Avoid when building small, simple applications where abstractions add unnecessary complexity and the codebase is unlikely to change frequently.
Real World Examples
Amazon
Amazon uses dependency inversion to decouple their order processing logic from payment gateway implementations, allowing easy integration of new payment providers without changing core order logic.
Netflix
Netflix applies this principle to separate their streaming service logic from different storage backends, enabling smooth migration and testing.
Uber
Uber uses abstractions to isolate ride matching algorithms from data sources, allowing independent evolution of matching logic and data storage.
Code Example
The before code shows UserService directly creating a MySQLDatabase instance, causing tight coupling. The after code introduces a Database abstraction that UserService depends on, allowing any database implementation to be injected, improving flexibility and testability.
LLD
### Before applying Dependency Inversion Principle (tightly coupled)
class MySQLDatabase:
    def connect(self):
        print("Connecting to MySQL database")

class UserService:
    def __init__(self):
        self.db = MySQLDatabase()  # Direct dependency

    def get_user(self, user_id):
        self.db.connect()
        print(f"Fetching user {user_id}")

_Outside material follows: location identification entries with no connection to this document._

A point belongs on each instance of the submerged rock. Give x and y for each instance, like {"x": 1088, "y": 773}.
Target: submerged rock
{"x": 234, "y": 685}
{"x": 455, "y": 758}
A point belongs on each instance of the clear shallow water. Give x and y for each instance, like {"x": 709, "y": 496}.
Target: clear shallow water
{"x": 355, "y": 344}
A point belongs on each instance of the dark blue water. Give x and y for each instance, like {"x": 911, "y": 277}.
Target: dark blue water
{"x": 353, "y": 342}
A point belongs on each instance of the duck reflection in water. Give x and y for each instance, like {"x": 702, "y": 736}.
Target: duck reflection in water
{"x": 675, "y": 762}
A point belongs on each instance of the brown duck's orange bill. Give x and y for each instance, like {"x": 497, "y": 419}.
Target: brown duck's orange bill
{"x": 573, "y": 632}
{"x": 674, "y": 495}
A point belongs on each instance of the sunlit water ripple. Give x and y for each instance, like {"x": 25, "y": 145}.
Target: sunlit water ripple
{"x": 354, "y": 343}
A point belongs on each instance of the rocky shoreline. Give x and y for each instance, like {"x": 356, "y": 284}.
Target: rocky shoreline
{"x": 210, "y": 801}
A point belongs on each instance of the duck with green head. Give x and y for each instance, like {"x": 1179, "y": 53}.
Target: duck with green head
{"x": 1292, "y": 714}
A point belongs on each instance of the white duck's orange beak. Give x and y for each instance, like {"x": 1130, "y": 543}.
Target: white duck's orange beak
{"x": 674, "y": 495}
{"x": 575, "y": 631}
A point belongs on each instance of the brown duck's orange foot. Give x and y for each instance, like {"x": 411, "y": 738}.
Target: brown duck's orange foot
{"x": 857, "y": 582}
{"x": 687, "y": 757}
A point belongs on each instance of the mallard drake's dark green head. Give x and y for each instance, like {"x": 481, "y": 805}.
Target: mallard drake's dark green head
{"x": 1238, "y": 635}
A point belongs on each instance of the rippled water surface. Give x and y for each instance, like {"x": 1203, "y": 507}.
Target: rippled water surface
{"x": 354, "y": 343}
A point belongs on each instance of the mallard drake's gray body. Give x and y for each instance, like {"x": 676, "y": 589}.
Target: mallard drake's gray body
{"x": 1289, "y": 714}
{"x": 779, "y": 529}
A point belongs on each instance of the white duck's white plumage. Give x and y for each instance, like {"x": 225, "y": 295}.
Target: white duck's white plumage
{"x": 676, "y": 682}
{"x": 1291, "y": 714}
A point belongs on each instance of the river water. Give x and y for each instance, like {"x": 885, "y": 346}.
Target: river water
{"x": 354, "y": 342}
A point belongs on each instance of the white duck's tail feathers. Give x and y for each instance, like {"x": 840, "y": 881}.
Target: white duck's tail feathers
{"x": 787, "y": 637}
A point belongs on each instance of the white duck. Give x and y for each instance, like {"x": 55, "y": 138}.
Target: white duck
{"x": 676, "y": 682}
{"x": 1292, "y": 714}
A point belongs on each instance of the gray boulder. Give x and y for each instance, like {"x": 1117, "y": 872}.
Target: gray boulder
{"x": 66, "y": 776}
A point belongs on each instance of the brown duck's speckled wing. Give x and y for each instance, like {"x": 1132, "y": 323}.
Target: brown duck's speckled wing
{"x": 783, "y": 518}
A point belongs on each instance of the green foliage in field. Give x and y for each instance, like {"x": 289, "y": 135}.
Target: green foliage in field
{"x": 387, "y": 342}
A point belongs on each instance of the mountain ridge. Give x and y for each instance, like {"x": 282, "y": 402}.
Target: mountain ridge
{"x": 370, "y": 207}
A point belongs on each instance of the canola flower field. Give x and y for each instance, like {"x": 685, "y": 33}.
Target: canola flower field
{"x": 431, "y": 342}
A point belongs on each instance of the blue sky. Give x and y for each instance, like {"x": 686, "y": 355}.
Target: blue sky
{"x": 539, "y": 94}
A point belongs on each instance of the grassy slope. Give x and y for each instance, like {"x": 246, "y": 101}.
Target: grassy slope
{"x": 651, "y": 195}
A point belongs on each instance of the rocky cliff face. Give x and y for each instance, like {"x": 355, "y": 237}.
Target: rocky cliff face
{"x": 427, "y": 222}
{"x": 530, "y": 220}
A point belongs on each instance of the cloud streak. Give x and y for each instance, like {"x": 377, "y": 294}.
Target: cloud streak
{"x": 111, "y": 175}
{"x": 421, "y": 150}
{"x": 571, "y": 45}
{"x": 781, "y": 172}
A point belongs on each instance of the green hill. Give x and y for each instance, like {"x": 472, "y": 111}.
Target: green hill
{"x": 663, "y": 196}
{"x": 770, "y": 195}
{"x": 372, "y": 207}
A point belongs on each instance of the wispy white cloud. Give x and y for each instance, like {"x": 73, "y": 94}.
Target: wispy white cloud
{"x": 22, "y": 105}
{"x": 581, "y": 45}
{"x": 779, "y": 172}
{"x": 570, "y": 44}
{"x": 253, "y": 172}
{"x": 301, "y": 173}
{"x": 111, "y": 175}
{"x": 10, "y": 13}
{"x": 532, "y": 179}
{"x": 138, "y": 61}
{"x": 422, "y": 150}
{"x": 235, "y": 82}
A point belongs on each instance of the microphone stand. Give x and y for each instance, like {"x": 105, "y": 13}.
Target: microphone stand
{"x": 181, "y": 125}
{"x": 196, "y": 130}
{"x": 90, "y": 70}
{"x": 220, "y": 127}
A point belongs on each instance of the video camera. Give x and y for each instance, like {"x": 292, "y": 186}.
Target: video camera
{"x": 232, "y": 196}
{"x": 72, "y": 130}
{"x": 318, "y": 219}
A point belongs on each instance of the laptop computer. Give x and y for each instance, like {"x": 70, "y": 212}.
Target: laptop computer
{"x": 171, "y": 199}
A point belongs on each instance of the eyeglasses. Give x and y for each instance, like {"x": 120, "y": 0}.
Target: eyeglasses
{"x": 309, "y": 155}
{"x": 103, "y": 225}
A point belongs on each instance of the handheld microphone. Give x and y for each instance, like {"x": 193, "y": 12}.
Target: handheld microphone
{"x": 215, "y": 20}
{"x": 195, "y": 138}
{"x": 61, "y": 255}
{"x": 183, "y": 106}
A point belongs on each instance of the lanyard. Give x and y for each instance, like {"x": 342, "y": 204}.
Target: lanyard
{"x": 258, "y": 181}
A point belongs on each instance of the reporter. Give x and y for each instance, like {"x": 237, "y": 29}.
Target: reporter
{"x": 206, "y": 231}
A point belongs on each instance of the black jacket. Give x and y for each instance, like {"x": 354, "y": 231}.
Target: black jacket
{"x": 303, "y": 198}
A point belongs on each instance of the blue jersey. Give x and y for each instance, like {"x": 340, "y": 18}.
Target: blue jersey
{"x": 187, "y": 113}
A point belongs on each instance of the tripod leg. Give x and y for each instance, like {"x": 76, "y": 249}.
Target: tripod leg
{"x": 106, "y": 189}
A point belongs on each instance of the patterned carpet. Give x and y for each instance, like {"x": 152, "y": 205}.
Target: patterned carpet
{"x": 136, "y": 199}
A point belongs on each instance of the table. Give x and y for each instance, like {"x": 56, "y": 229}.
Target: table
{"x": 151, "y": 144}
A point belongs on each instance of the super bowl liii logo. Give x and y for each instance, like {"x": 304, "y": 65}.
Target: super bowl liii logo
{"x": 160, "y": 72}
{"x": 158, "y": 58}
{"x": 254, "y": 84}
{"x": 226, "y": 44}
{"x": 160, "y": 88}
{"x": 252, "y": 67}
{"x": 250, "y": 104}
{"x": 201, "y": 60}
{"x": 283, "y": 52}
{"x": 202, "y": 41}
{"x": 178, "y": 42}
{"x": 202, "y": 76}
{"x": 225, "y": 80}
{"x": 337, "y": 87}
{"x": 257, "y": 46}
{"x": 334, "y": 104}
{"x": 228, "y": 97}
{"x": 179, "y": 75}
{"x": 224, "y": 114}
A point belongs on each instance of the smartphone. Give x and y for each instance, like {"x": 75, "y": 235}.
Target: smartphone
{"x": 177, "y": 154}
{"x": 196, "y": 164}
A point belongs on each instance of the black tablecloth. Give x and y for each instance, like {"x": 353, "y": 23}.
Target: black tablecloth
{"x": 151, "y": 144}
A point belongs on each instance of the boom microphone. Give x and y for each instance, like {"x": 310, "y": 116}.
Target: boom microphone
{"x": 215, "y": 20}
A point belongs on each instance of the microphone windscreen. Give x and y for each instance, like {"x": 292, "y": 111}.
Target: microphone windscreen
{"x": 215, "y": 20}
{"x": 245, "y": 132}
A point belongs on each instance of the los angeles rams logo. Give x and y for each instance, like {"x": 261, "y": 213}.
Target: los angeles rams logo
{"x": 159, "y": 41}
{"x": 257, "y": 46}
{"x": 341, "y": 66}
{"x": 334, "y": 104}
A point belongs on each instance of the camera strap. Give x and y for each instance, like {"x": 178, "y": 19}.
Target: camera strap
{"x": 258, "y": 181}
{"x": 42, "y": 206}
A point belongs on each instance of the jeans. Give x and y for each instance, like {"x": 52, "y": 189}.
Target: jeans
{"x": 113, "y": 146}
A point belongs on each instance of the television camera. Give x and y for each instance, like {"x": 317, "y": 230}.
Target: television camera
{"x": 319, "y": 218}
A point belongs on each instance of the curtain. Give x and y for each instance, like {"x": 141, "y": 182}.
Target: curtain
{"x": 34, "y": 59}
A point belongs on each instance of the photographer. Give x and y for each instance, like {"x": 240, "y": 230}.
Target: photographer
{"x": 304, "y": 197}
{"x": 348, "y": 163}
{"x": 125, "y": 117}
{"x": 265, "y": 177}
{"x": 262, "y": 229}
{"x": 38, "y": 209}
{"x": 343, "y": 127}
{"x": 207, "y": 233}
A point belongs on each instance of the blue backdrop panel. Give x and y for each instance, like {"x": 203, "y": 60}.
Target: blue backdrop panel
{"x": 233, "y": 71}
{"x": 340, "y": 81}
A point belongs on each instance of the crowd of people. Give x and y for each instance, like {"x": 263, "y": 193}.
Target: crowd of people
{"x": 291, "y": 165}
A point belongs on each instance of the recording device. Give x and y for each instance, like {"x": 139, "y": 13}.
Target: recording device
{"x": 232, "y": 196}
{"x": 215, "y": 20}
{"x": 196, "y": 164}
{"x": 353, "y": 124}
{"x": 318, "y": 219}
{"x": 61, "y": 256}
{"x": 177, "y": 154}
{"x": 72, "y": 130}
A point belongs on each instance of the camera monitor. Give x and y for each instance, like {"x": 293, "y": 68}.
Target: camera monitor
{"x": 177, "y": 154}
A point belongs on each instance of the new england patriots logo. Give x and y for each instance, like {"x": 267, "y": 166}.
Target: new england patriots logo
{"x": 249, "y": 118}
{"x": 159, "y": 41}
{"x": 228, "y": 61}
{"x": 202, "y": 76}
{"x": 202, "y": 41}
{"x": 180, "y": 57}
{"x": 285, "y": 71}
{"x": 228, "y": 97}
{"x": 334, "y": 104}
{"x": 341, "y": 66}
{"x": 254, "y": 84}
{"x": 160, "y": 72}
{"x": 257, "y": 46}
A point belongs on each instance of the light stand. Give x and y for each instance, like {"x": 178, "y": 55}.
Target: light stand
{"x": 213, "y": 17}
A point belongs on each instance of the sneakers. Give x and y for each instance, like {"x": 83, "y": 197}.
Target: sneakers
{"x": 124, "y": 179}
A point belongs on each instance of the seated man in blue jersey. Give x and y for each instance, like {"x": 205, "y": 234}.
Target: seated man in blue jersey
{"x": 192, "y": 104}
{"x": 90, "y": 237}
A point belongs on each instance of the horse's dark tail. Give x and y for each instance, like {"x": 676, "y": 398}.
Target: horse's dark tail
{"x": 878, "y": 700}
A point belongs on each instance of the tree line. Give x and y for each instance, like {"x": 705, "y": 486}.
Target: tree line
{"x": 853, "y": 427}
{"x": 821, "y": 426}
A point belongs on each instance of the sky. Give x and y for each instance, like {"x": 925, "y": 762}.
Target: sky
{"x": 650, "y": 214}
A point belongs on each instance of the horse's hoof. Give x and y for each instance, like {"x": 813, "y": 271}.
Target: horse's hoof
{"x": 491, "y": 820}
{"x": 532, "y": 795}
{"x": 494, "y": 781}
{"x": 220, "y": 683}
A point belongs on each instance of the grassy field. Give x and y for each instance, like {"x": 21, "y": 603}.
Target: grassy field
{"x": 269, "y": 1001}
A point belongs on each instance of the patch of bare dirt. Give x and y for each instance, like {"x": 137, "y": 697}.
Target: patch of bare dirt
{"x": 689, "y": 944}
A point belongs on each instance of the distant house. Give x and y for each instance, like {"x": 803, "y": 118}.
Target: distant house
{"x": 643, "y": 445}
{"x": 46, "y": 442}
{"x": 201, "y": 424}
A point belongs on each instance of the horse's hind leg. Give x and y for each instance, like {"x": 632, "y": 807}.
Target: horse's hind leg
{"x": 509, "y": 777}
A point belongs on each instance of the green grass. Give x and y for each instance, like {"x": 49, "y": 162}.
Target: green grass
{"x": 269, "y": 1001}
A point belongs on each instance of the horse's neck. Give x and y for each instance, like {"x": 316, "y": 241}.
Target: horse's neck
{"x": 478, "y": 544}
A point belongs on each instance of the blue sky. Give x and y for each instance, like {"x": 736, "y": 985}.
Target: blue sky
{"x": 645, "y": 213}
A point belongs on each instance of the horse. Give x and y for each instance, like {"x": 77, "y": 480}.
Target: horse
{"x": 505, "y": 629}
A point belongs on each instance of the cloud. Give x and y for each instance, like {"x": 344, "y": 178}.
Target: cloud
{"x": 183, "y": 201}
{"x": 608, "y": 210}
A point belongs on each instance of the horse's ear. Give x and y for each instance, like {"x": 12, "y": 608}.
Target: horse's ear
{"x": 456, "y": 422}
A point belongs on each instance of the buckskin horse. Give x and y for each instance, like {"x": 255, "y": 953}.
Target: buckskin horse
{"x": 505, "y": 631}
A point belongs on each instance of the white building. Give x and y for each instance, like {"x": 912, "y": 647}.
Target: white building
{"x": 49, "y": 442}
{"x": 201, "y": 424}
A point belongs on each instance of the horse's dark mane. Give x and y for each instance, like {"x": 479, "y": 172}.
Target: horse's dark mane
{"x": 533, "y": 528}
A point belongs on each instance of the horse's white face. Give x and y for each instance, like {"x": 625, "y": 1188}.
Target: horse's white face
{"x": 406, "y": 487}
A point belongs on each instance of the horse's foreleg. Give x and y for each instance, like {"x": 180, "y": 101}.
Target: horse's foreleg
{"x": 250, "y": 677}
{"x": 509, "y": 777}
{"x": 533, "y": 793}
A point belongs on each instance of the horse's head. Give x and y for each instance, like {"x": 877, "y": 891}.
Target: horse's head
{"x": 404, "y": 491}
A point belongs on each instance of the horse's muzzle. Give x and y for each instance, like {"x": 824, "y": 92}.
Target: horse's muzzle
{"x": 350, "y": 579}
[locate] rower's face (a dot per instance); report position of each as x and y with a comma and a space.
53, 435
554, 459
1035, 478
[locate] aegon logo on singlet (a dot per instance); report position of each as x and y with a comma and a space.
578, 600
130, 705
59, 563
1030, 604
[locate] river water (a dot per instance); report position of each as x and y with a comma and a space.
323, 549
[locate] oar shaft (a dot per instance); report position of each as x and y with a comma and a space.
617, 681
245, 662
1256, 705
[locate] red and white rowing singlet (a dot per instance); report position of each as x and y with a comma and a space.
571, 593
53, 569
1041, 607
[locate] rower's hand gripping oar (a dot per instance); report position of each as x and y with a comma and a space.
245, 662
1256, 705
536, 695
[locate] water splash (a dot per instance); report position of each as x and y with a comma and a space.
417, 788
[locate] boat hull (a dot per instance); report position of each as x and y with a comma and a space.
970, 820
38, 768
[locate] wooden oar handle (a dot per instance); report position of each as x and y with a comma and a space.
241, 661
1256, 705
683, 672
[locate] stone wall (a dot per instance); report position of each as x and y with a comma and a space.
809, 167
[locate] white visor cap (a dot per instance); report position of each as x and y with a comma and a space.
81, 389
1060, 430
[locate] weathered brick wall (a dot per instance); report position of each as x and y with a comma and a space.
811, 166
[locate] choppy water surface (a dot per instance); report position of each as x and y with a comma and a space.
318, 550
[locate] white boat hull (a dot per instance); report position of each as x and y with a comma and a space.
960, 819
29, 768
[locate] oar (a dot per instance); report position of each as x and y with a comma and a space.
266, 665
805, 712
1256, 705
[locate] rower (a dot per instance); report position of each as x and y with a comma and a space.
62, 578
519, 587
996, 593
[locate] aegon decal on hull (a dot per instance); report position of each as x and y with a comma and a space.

### After applying Dependency Inversion Principle (depends on abstraction)
from abc import ABC, abstractmethod

class Database(ABC):
    @abstractmethod
    def connect(self):
        pass

class MySQLDatabase(Database):
    def connect(self):
        print("Connecting to MySQL database")

class UserService:
    def __init__(self, db: Database):
        self.db = db  # Depends on abstraction

    def get_user(self, user_id):
        self.db.connect()
        print(f"Fetching user {user_id}")


# Usage
mysql_db = MySQLDatabase()
service = UserService(mysql_db)
service.get_user(42)
OutputSuccess
Alternatives
Service Locator
Service Locator centralizes dependency resolution in a registry, whereas Dependency Inversion uses explicit abstractions passed to modules.
Use when: Choose Service Locator when you want to centralize configuration but accept some hidden dependencies.
Factory Pattern
Factory creates objects without exposing instantiation logic, while Dependency Inversion focuses on depending on abstractions rather than concrete classes.
Use when: Choose Factory when object creation logic is complex or varies, but still want to follow Dependency Inversion for dependencies.
Summary
Dependency Inversion Principle reduces tight coupling by making high-level modules depend on abstractions.
It improves maintainability, testability, and flexibility by decoupling implementation details.
Applying it requires thoughtful design of interfaces and careful use of dependency injection.